I’m not quite sure why Greg is concerned that there is only one place in the code were escaping takes place. It seems more DRY to me, but maybe I’m missing something.

InlinePatterns

I appreciate Greg’s criticisms of the structure of the InlinePatterns. The jumping back and forth has been an annoyance of mine as well. The problem is that the current api is relied upon by extensions and any change to the api would break existing extensions. It’s not that we are against a change, but it needs to be done right before it’s justified. There’s also the issue of nested inline patterns which Greg didn’t address here. That needs a better implementation and needs to be considered as well.

Core Markdown

First of all, despite the comments in the code to the contrary, I think that the core is less ugly than some of the other parts of the code. Of course, I have been working mostly within the core recently and have cleaned some of it up so my opinion may be tainted.

On line 1889, the convert method does xml = xml.strip()[23:-7] + "\n" because of the output of the dom.
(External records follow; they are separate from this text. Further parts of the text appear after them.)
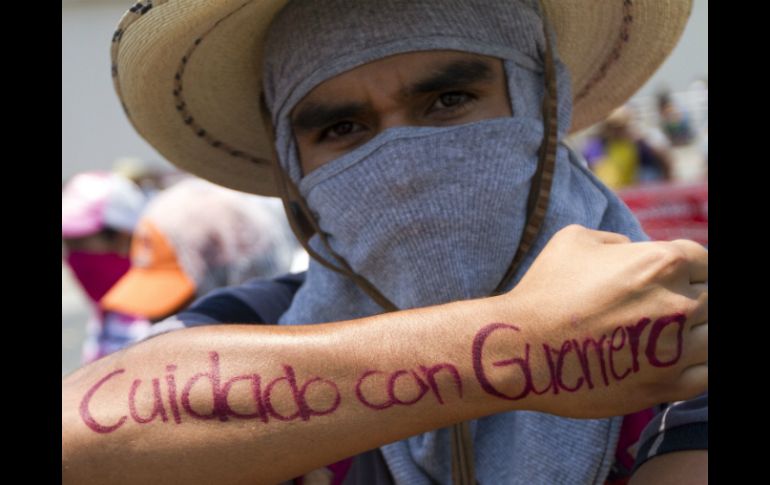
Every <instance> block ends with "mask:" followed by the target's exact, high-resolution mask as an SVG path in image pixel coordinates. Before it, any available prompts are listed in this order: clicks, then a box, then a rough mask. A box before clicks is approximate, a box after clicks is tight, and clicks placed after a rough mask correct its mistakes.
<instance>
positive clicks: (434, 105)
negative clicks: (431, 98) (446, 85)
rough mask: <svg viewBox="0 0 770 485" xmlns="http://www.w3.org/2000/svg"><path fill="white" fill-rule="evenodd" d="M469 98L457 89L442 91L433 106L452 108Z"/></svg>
mask: <svg viewBox="0 0 770 485" xmlns="http://www.w3.org/2000/svg"><path fill="white" fill-rule="evenodd" d="M468 100H470V96H469V95H468V94H466V93H461V92H459V91H456V92H451V93H444V94H442V95H441V96H439V97H438V100H436V104H435V105H434V107H435V108H438V109H441V108H454V107H456V106H460V105H461V104H463V103H465V102H467V101H468Z"/></svg>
I always thought that was a little strange myself and wondered why the dom’s toxml method doesn’t do that. Yuri?

In _transform lines that start with # (headers in markdown syntax) are special because they don’t get the same treatment as any other block level sections. Namely, they can only be on one line. This is where that is enforced rather than the code that parses headers. Some recent hacking on the headers code was causing me headaches because I forgot about this restriction. This may be something else to refactor. Again, thanks for the pointer.

Someday, if anyone ever finds the time, a thorough read of _processSection, would be most welcome. This is probably closest to the top of my list for refactoring. I’d like to see an easy way to add block level sections through an extension mechanism and it’s not easy as is. Any and all suggestions are welcome. Of course, if you don’t no hard feelings.

That concludes Greg’s review of the code. he seemed to skim the rest as he was tired. I’m glad he did. I’m tired as well. But is was fun. Thanks for the pointers Greg. I look forward to seeing Python-Markdown integrated into DrProject.